Before the COVID-19 pandemic, aviation accounted for 2.5% of global CO2 emissions according to Our World in Data. This might seem like a small figure, but if you add in the long-term decrease in ozone (O3), decrease in methane (CH4), emissions of water vapor, soot, sulfur aerosols, and water contrails, the warming effect is much stronger. Combining these with CO2 emissions, aviation industry accounts for 3.5% of global warming. Although it is still a relatively small piece of the emissions pie, the difficulty in decarbonizing the industry remains a key challenge. Other larger emitting sectors such as road transport and power generation have had solutions in the form of renewable and nuclear energy, as well as the development of electric cars to counter emissions. The aviation industry has not seen a proven and scalable solution, but things have begun to progress.

In the summer of 2020, a California-based start-up called ZeroAvia successfully conducted a maiden flight in the UK on a six-seater Piper M-Class plane that runs solely on hydrogen. This flight was supported by the UK Government, whose Jet Zero Council is fully committed to the production and operation of sustainable aviation fuels and zero-emission aircrafts. With support from the UK Government, several private investors, and commercial partners, ZeroAvia is working to deliver a hydrogen-electric (fuel cell) powered aircraft capable of carrying up to 20 passengers for about 350 nautical miles (648 km). The company aims to offer commercial flights using the plane by 2023 and looks to expand the range of the aircraft to 500 nautical miles (926 km) with a capacity of 80 seats by 2026. Airbus, the world’s largest aircraft manufacturer, also has its sights on sustainable aviation with its zero-emissions commercial aircraft, ZEROe, looking to enter service by 2035. Airbus has announced three concept planes — a turbopro, a turbofan, and a futuristic-looking blended-wing design — capable of carrying upwards of 100 passengers and flying more than 1,000 nautical miles.

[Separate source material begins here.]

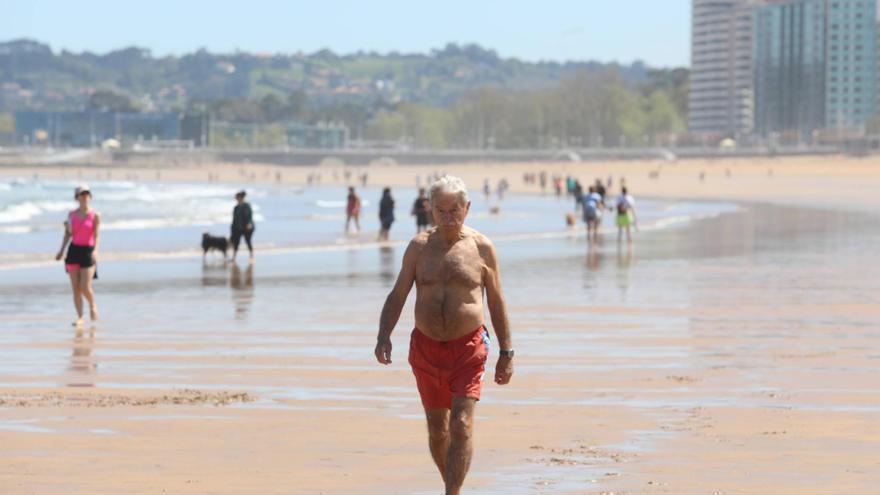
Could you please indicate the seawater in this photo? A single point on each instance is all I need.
(156, 219)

Hydrogen is seen as a good solution for flying without causing harm to the climate. This is because a hydrogen propulsion powered aircraft emits zero CO2 emissions, and creates a 30-50% reduction in impacts from contrail and cirrus formation, compared to traditional fuel aircraft, according to a study by the Clean Sky 2 and Fuel Cells & Hydrogen 2 Joint Undertakings. The study also estimates that hydrogen combustion could reduce climate impact in flight by 50-75%, and with fuel-cell technology by 75-90%. On the energy front, specific to the case of flying, hydrogen packs larger amounts of energy per unit of mass, amounting to three times that of conventional jet fuel and more than a hundred times that of lithium-ion batteries. Fully electric planes have had some successes in smaller planes but lack the feasibility when it comes to larger planes on longer commutes. This is main due to its low energy density and battery efficiency still lagging far behind the traditional fossil fuel systems. Hydrogen-powered planes look to be the most feasible, sustainable solution at its current stage. However, there are questions surrounding its scalability at a competitive price while not incurring a large carbon footprint.

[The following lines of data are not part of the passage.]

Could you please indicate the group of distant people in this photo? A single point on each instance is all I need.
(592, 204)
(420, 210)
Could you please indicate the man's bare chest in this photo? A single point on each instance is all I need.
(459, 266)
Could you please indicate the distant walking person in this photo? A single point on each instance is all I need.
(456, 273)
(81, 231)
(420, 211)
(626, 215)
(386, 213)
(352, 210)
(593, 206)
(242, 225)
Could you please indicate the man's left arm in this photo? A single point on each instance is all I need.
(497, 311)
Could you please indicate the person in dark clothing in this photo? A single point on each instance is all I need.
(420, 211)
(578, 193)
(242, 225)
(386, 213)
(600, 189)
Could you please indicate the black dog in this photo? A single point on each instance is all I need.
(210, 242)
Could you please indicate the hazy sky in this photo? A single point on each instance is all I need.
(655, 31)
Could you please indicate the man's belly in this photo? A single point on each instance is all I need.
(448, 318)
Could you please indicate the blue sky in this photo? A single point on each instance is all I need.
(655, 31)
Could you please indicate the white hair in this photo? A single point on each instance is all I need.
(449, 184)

For one, hydrogen gas needs to be compressed or converted to liquid through extreme cooling for it to be stored in large quantities. Another disadvantage is that the energy density of liquid hydrogen is a quarter that of jet fuel, and therefore, for the same amount of energy, it would require a storage tank four times the size. Planes would need to be built bigger or accommodate larger storage tanks, leading to fewer passengers. The process of producing hydrogen from water involves the process of electrolysis, which is both expensive and requires large amounts of energy. With that comes questions on whether the production of hydrogen can be scaled to achieve a competitive price while maintaining a low carbon footprint.

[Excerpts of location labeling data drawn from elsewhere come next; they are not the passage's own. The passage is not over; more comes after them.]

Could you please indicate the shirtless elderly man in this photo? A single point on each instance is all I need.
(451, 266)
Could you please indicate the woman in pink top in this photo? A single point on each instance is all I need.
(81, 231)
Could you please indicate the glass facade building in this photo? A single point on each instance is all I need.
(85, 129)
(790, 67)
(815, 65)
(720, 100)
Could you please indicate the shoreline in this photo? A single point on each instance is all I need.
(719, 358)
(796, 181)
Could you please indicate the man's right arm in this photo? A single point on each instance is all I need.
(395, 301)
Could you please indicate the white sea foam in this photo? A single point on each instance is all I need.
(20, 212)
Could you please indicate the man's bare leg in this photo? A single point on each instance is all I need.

According to Britain’s Royal Society, liquid hydrogen is likely to remain twice as expensive as fossil fuels for the next few decades. As such, the transition to hydrogen requires a consorted effort from the entire aviation ecosystem together with support from government bodies and industrial partners. To tackle the challenges of hydrogen usage, governments must first increase funding for research and technology in order to promote the use of more sustainable fuels while also allowing for modernization of aircraft fleets to new, more environmentally friendly planes. Furthermore, it is important for collaboration and innovation to allow for sustainable and effective scaling of hydrogen production with the ultimate goal of lowering prices closer to that of traditional jet fuel.